Le PSOE exige que la Communauté « mesure et ne soit pas si arrogante » en réponse à son « non » à davantage de mineurs migrants et exige « l'humanité »

Le PSOE exige que la Communauté « mesure et ne soit pas si arrogante » en réponse à son « non » à davantage de mineurs migrants et exige « l'humanité »

MADRID, 6 avril () –

Le PSOE de Madrid a exigé que la Communauté « mesure et ne soit pas si froide » tout en appelant à « l'humanité » face à l'avertissement de l'Exécutif régional selon lequel il n'acceptera pas de nouveaux transferts de mineurs non accompagnés sans couverture légale.
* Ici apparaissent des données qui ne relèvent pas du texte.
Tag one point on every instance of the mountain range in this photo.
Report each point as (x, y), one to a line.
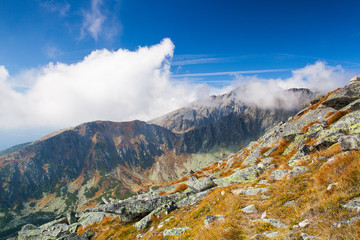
(76, 168)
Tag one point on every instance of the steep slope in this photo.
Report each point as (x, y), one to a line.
(76, 167)
(300, 180)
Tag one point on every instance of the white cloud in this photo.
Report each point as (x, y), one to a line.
(61, 7)
(270, 93)
(93, 20)
(106, 85)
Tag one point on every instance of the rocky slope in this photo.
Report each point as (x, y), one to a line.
(300, 180)
(77, 167)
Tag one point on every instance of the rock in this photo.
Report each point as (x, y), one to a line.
(250, 209)
(212, 218)
(192, 199)
(347, 222)
(273, 234)
(71, 218)
(306, 236)
(89, 234)
(331, 186)
(279, 174)
(353, 205)
(133, 208)
(355, 79)
(201, 184)
(249, 191)
(350, 142)
(241, 176)
(175, 231)
(297, 171)
(273, 222)
(304, 223)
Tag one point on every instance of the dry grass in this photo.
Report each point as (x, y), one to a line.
(305, 128)
(315, 106)
(328, 114)
(336, 116)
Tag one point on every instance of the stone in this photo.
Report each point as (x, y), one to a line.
(175, 231)
(304, 223)
(71, 218)
(331, 186)
(201, 184)
(250, 209)
(249, 191)
(241, 176)
(353, 205)
(274, 222)
(297, 171)
(273, 234)
(306, 236)
(355, 80)
(279, 174)
(350, 142)
(212, 218)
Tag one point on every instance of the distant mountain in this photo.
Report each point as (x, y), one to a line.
(76, 167)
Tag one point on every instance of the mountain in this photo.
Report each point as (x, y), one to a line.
(75, 168)
(300, 180)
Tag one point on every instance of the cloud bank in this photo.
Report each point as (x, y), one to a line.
(125, 85)
(271, 93)
(106, 85)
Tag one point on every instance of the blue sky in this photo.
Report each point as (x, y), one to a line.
(212, 42)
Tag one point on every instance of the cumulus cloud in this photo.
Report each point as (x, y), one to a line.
(272, 93)
(98, 21)
(106, 85)
(60, 7)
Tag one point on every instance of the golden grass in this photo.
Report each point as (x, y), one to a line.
(328, 114)
(315, 106)
(305, 128)
(336, 116)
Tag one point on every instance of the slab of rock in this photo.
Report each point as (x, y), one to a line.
(297, 171)
(350, 142)
(212, 218)
(279, 174)
(175, 231)
(304, 223)
(353, 205)
(250, 209)
(249, 191)
(202, 184)
(241, 176)
(274, 222)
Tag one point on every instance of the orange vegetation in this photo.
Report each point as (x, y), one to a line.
(336, 116)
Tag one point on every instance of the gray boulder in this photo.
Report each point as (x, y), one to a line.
(202, 184)
(350, 142)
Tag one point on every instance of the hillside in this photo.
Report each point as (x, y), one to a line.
(75, 168)
(300, 180)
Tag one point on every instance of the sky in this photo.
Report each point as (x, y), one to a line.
(65, 62)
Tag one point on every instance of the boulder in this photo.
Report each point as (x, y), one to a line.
(202, 184)
(350, 142)
(175, 231)
(250, 209)
(212, 218)
(279, 174)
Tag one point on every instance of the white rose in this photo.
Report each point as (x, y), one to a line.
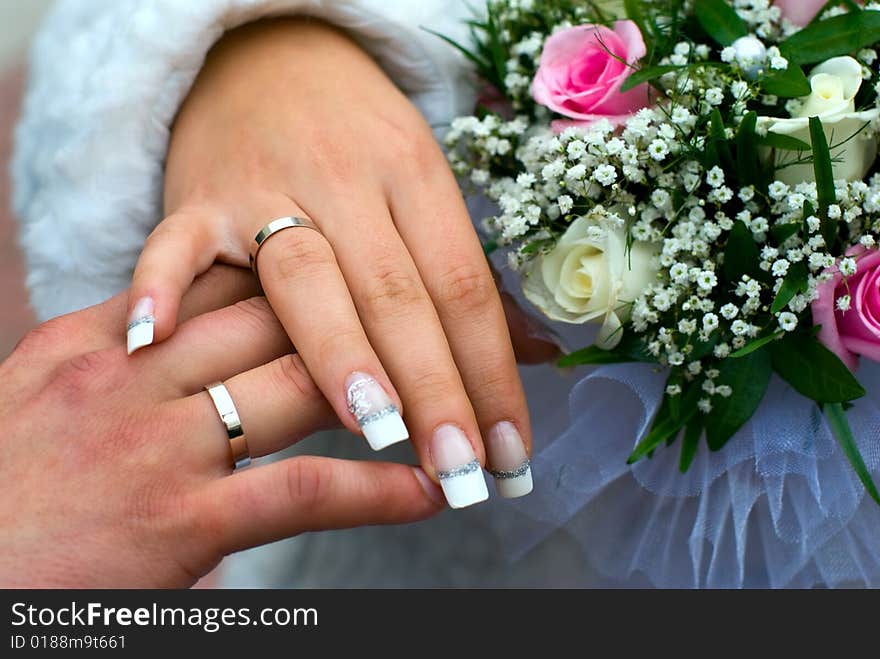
(590, 275)
(835, 84)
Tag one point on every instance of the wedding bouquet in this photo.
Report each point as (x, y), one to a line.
(698, 178)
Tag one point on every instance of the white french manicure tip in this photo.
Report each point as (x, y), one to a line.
(516, 483)
(464, 486)
(375, 413)
(140, 333)
(386, 430)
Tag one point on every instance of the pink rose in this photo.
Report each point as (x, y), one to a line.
(581, 73)
(800, 12)
(855, 331)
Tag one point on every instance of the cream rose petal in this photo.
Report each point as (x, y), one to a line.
(834, 84)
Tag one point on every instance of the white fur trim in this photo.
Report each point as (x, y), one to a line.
(107, 78)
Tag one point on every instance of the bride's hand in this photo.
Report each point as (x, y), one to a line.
(392, 304)
(116, 472)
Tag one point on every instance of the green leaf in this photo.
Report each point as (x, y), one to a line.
(592, 355)
(741, 256)
(749, 348)
(636, 15)
(782, 232)
(720, 21)
(748, 377)
(824, 173)
(646, 74)
(832, 37)
(822, 166)
(665, 426)
(813, 370)
(782, 142)
(630, 349)
(836, 416)
(748, 166)
(790, 83)
(690, 443)
(795, 282)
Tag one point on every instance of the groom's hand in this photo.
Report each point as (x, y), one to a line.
(391, 303)
(117, 471)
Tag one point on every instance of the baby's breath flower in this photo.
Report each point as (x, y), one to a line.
(658, 149)
(787, 321)
(724, 390)
(847, 266)
(715, 177)
(605, 174)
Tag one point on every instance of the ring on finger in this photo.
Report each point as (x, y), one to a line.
(219, 394)
(274, 227)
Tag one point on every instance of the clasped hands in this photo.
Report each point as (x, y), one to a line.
(119, 463)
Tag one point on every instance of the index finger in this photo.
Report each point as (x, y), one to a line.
(459, 281)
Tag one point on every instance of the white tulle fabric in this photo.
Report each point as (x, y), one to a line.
(779, 506)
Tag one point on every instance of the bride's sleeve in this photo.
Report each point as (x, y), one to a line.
(106, 80)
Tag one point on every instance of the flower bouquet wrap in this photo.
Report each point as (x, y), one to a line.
(698, 179)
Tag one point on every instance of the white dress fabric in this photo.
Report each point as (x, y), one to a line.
(777, 507)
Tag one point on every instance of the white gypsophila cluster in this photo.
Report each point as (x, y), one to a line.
(647, 176)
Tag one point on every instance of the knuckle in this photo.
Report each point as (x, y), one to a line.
(415, 149)
(335, 158)
(392, 290)
(307, 484)
(254, 313)
(434, 381)
(293, 254)
(42, 338)
(90, 373)
(337, 344)
(294, 380)
(466, 289)
(496, 388)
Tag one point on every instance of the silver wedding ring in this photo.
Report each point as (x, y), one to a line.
(274, 227)
(219, 394)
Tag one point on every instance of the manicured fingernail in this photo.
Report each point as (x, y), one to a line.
(140, 324)
(434, 493)
(457, 467)
(509, 462)
(378, 417)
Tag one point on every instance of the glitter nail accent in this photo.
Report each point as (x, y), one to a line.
(516, 473)
(141, 321)
(381, 414)
(472, 466)
(368, 402)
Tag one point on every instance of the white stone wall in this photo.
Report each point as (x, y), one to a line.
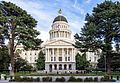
(29, 55)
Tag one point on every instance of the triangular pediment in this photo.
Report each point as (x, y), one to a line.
(59, 42)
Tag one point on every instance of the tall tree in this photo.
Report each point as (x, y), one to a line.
(41, 61)
(81, 62)
(101, 30)
(18, 27)
(115, 61)
(4, 58)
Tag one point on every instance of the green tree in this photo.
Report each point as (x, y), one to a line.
(41, 61)
(4, 58)
(18, 27)
(101, 30)
(81, 62)
(115, 61)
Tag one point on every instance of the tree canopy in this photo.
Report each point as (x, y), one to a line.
(81, 62)
(17, 26)
(101, 30)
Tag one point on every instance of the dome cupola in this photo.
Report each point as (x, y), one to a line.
(60, 28)
(60, 17)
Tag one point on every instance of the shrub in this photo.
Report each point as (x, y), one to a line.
(5, 77)
(96, 79)
(88, 79)
(72, 79)
(37, 79)
(62, 79)
(47, 79)
(106, 79)
(79, 80)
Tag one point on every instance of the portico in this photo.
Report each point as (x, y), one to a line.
(59, 50)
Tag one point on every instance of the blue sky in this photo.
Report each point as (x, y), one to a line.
(44, 11)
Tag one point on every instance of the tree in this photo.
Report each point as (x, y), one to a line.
(81, 62)
(18, 27)
(21, 64)
(115, 61)
(101, 30)
(41, 61)
(4, 58)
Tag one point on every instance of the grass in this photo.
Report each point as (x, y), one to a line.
(114, 74)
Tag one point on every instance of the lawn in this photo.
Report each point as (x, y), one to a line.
(114, 74)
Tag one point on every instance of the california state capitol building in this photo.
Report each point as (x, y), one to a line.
(59, 50)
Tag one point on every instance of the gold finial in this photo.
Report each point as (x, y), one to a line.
(60, 11)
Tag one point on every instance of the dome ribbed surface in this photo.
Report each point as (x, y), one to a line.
(60, 18)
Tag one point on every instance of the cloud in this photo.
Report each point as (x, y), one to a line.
(87, 1)
(44, 11)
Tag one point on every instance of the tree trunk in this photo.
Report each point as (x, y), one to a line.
(12, 51)
(109, 65)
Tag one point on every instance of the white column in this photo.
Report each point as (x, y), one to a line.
(53, 53)
(67, 54)
(48, 55)
(59, 33)
(57, 54)
(63, 58)
(67, 66)
(72, 55)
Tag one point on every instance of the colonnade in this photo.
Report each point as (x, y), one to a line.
(54, 54)
(57, 34)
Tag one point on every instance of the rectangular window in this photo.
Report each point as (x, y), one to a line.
(51, 58)
(60, 58)
(68, 58)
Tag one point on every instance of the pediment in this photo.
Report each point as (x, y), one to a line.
(60, 43)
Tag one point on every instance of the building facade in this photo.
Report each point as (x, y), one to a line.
(29, 55)
(59, 50)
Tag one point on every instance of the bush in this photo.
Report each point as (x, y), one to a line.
(88, 79)
(62, 79)
(106, 79)
(25, 79)
(79, 80)
(96, 79)
(47, 79)
(5, 77)
(72, 79)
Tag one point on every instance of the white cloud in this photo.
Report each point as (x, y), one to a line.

« Par bon sens et sens humain, nous devons cesser de stigmatiser les mineurs qui viennent dans notre pays et qui le font à la recherche d'une opportunité parce qu'ils n'ont pas d'autre endroit », a déclaré le leader du parti à l'Assemblée, Mar Espinar, lors d'une conférence de presse après la séance des porte-parole.

C'est ce matin qu'a été connue la lettre envoyée par le ministère de la Famille, de la Jeunesse et des Affaires sociales (Ana Dávila) au ministère de la Politique territoriale et de la fonction publique (Ángel Víctor Torres) par le décret-loi royal 2/2025. L'Exécutif régional considère que le mécanisme extraordinaire de relocalisation qu'il dicte « n'a plus de portée légale après l'expiration des délais fixés ».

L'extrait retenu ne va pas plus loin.